Visibilidade e memória das mulheres nos livros de fotografia

A discussão em torno do tema das mulheres no campo da imagem é longa e assim deve ser diante da sua complexidade. O debate traz duas perspectivas: a crítica à imagem estereotipada das mulheres em pinturas, filmes e fotografias – a mulher como objeto de representação –, e o questionamento mais contemporâneo sobre o lugar por detrás das câmeras, da presença das mulheres no processo produção da imagem.   

Essas questões vêm sendo debatidas graças à atuação de coletivos como o Guerrilla Girls, fundado por mulheres ativistas em Nova York em 1985, que mapeou a desigual presença de artistas mulheres, negras e negros, em comparação ao contingente de homens brancos em espaços de exibição de arte. Em uma de suas ações, o coletivo apontou a disparidade entre a quantidade de obras que representavam mulheres nuas e as obras de autoria feminina nos museus. O questionamento das narrativas visuais e dos olhares e vozes que as enunciam segue sendo feito por organizações, plataformas e coletivos internacionais como Women Photograph, Native, Fotógrafas Latam, e nacionais como Trovoa, MUNA (Mulheres Negras nas Artes), DAFB (Diretoras de Fotografia do Brasil), YVY Mulheres da Imagem, entre tantos outros. Por conta disso, aos poucos algumas importantes instituições culturais passam a incorporar o debate sobre a questão de gênero, a exemplo da realização das exposições Mulheres radicais: arte latino-americana, 1960-1985, na Pinacoteca do Estado de São Paulo, em 2018, e Histórias das Mulheres: artistas até 1900 e Histórias Feministas: artistas depois de 2000, no MASP, em 2019.

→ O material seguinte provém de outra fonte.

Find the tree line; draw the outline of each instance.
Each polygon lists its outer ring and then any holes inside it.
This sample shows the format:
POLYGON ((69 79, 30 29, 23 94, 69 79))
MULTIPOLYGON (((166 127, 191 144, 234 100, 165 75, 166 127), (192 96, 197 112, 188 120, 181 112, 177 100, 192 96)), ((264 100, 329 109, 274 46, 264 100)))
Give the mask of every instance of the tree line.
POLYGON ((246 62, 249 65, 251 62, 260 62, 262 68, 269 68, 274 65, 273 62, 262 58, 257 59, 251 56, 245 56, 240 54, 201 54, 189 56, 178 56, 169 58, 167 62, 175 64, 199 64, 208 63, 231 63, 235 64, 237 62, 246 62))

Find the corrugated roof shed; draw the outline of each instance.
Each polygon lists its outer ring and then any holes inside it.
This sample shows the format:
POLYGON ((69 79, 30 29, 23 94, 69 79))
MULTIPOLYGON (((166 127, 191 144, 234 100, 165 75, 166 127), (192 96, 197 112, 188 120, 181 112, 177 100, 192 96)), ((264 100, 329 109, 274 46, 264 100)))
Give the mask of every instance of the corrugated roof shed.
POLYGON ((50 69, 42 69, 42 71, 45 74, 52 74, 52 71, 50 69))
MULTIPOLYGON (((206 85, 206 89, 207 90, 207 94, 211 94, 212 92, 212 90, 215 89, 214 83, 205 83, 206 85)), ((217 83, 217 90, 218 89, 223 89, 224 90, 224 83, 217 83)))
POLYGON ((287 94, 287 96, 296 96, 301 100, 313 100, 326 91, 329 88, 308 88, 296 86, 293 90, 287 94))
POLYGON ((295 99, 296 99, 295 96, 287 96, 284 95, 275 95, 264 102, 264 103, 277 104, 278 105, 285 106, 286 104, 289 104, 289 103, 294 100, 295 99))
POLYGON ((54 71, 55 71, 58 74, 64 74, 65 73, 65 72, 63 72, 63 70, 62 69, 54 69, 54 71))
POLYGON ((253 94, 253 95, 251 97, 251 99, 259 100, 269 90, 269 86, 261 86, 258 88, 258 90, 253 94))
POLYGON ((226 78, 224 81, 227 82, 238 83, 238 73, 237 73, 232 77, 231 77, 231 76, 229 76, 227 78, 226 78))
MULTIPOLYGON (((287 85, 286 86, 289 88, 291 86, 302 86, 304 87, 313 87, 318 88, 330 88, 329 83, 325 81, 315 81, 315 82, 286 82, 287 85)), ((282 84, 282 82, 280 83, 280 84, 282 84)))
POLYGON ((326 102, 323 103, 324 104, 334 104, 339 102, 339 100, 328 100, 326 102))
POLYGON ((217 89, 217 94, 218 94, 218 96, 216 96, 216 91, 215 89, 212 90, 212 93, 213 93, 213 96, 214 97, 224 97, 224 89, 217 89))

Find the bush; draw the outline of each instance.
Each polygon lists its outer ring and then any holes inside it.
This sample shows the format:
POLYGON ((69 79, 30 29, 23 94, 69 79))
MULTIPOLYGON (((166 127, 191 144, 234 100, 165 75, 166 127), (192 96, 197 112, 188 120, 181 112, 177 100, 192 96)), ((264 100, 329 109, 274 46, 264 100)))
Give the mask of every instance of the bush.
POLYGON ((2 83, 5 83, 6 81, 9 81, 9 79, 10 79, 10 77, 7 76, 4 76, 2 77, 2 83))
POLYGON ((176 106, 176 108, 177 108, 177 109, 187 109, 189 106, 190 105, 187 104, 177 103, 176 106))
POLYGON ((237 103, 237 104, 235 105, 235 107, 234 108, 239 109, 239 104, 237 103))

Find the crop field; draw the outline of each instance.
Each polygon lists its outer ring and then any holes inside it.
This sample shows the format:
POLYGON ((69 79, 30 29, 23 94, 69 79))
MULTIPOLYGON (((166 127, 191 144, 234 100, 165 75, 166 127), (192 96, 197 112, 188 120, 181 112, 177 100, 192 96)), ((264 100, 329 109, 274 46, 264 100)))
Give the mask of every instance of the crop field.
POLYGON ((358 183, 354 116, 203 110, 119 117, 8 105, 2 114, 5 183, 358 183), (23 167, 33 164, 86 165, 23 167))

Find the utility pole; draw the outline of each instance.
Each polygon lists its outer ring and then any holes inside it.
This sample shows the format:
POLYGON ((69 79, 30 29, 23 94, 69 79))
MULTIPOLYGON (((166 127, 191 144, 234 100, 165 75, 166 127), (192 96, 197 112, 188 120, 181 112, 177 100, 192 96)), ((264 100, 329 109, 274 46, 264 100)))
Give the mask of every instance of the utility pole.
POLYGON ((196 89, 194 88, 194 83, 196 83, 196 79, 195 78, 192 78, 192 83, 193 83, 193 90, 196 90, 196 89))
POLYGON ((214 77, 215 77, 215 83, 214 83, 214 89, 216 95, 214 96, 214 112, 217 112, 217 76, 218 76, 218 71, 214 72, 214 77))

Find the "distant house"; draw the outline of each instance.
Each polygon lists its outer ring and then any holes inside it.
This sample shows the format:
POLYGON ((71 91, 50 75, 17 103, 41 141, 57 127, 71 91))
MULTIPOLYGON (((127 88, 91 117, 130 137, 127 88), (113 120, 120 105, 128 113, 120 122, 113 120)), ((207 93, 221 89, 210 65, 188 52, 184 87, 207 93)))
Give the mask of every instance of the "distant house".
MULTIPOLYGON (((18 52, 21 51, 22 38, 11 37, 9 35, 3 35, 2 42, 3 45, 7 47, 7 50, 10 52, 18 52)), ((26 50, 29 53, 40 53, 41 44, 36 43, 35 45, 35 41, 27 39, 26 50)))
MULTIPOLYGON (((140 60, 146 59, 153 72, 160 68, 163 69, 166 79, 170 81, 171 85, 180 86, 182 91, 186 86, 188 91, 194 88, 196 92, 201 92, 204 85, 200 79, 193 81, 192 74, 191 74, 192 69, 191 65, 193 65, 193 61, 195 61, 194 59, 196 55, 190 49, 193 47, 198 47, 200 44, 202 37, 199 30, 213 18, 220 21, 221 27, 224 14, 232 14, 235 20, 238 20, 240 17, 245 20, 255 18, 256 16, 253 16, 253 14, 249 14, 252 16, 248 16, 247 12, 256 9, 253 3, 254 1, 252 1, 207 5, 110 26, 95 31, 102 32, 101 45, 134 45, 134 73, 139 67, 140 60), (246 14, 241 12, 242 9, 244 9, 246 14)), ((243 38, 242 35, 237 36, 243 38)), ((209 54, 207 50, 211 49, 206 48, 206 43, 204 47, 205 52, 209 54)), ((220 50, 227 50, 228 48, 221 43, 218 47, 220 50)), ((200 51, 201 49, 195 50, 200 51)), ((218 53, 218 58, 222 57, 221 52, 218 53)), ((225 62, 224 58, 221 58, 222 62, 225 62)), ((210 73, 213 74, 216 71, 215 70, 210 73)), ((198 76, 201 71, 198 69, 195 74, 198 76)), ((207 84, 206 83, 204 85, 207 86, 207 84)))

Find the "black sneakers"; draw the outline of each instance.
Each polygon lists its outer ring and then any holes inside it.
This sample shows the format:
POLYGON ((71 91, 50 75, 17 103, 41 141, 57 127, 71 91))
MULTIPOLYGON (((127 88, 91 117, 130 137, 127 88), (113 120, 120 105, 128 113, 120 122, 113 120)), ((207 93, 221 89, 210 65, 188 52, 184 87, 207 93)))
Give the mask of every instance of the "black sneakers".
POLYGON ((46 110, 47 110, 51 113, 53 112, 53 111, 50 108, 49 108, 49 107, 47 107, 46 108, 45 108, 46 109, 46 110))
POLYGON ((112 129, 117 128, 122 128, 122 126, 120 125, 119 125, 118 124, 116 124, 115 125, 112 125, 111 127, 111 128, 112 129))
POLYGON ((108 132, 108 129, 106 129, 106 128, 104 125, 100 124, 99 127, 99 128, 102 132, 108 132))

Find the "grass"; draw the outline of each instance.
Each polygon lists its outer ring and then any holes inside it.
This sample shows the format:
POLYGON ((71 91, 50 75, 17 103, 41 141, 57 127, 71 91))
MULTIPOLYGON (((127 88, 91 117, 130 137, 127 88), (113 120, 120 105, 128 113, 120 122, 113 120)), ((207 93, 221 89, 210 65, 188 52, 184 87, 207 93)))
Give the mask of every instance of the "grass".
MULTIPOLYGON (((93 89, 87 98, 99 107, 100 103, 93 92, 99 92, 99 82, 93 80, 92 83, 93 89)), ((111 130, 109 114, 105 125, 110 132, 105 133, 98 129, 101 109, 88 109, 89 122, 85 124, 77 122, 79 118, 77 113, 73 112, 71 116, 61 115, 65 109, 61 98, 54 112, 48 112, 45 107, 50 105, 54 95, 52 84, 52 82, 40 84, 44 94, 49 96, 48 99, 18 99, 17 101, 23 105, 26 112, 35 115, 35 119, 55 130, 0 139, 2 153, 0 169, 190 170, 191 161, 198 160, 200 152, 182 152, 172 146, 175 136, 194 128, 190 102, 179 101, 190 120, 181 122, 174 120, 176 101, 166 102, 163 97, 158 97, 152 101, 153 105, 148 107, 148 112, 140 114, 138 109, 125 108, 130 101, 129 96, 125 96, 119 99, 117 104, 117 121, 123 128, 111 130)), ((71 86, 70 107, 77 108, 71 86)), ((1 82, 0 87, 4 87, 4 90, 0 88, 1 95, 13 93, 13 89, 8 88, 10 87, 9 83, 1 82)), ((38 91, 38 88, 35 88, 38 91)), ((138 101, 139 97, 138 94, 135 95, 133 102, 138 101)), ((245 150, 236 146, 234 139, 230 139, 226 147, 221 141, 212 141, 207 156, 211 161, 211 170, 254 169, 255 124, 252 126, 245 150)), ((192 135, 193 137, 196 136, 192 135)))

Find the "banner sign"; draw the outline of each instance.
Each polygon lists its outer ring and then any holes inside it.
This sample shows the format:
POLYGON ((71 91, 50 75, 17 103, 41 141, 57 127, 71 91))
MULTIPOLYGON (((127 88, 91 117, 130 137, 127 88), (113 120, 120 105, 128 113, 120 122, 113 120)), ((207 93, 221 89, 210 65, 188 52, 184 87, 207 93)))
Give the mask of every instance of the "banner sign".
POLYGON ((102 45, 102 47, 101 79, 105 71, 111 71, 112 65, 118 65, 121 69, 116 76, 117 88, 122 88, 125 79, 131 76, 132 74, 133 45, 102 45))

No campo da fotografia especificamente, as estatísticas de participação de mulheres em prêmios, convocatórias, livros e exposições em conjunto com o depoimentos de fotógrafas e produções acadêmicas evidenciam uma história de desigualdade e invisibilidade. Alguns desses dados são:


Fotojornalismo

– As mulheres configuraram somente 15% a 17.5% das inscrições no prêmio World Press Photo entre 2008 a 2018, e 20% em 2020. Representaram 12% dos finalistas em 2018, 32% em 2019 e 13% em 2020.

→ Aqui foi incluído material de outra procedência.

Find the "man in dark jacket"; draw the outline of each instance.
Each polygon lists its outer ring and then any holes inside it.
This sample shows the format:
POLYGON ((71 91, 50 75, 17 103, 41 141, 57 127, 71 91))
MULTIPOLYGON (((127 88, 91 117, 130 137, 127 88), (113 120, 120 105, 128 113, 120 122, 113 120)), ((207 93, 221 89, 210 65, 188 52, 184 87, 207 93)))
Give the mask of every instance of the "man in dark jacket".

– 68% (126/187) das fotojornalistas afirmaram ter sido vítimas de discriminação no local de trabalho, em pesquisa realizada em conjunto pela World Press Photo Foundation, University of Stirling e Oxford University’s Reuters Institute em 2018.2

– Em grande parte dos jornais de grande visibilidade internacional, mulheres fotógrafas não assinam nem 30% das fotografias em destaque na capa. No New York Times, 29.5% dessas fotografias foram assinadas por mulheres em 2019 e, em 2018, 19.9%, sendo apenas 4.8% por mulheres não brancas3. No Le Monde apenas 11.8% dessas fotografias foram assinadas por mulheres em 2019 e 7.3% (1% não brancas) em 2018. Os dados são da organização Women Photograph.4

– Em análise feita pela YVY Mulheres da Imagem das capas do jornal Folha de S. Paulo durante um mês (16/08 a 16/09/2019) apenas 5.7% (3/53) das fotos eram assinadas por mulheres, sendo todas elas brancas.5

– As mulheres configuraram 3,6% (2/55) dos premiados pelo Prêmio Esso na categoria Fotografia (1961-2015).6


Livros de fotografia

– Em âmbito internacional, livros fotográficos produzidos por mulheres configuram 10.5% das seleções de melhores livros, 16.2% dos títulos disponíveis para venda das 3 maiores editoras e 30% dos vencedores de “melhor livro/autor(a)” segundo a organização 10x10 Photobooks.7

– Na primeira etapa de desenvolvimento da Base de Dados de Livros de Fotografia, focada na cidade de Brasília, foram catalogadas 287 publicações e 440 fotógrafos(as). Destes, apenas 21,2% são mulheres. É importante considerar, ademais, que uma parte dos livros são coletâneas que incluem o trabalho de dezenas de fotógrafos(as). Apenas em 26 das 287 publicações cadastradas a fotografia é assinada exclusivamente por mulheres. Além disso, nas décadas de 1950 a 1980 não encontramos, durante nossa pesquisa em acervos públicos e privados, nenhuma publicação cuja autoria fotográfica seja exclusivamente feminina.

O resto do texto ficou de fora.